Fluorescent in situ hybridization using DNA probes on 3-dimensionally preserved nuclei followed by 3D confocal microscopy (3D DNA FISH) represents the most direct way to visualize the location of gene loci, chromosomal sub-regions or entire territories in individual cells. This type of analysis provides insight into the global architecture of the nucleus as well as the behavior of specific genomic loci and regions within the nuclear space. Immunofluorescence, on the other hand, permits the detection of nuclear proteins (modified histones, histone variants and modifiers, transcription machinery and factors, nuclear sub-compartments, etc). The major challenge in combining immunofluorescence and 3D DNA FISH is, on the one hand to preserve the epitope detected by the antibody as well as the 3D architecture of the nucleus, and on the other hand, to allow the penetration of the DNA probe to detect gene loci or chromosome territories 1-5. Here we provide a protocol that combines visualization of chromatin modifications with genomic loci in 3D preserved nuclei.

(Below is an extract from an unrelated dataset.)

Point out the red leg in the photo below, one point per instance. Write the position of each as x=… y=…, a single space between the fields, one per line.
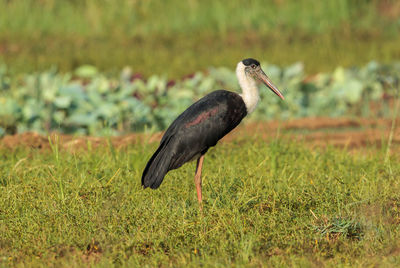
x=197 y=177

机译:使用3维保留的核上的DNA探针进行荧光原位杂交,然后进行3D共聚焦显微镜(3D DNA FISH),是可视化单个细胞中基因位点,染色体子区域或整个区域位置的最直接方法。这种类型的分析可洞悉核的整体结构以及特定的基因组位点和核空间内区域的行为。另一方面,免疫荧光可以检测核蛋白(修饰的组蛋白,组蛋白变体和修饰剂,转录机制和因子,核小室等)。结合免疫荧光和3D DNA FISH的主要挑战是,一方面要保留抗体检测到的表位以及细胞核的3D结构,另一方面要允许DNA探针的渗透来检测基因位点或染色体领地 1-5 。在这里,我们提供了一种协议,该协议将染色质修饰的可视化与3D保留核中的基因组基因座相结合。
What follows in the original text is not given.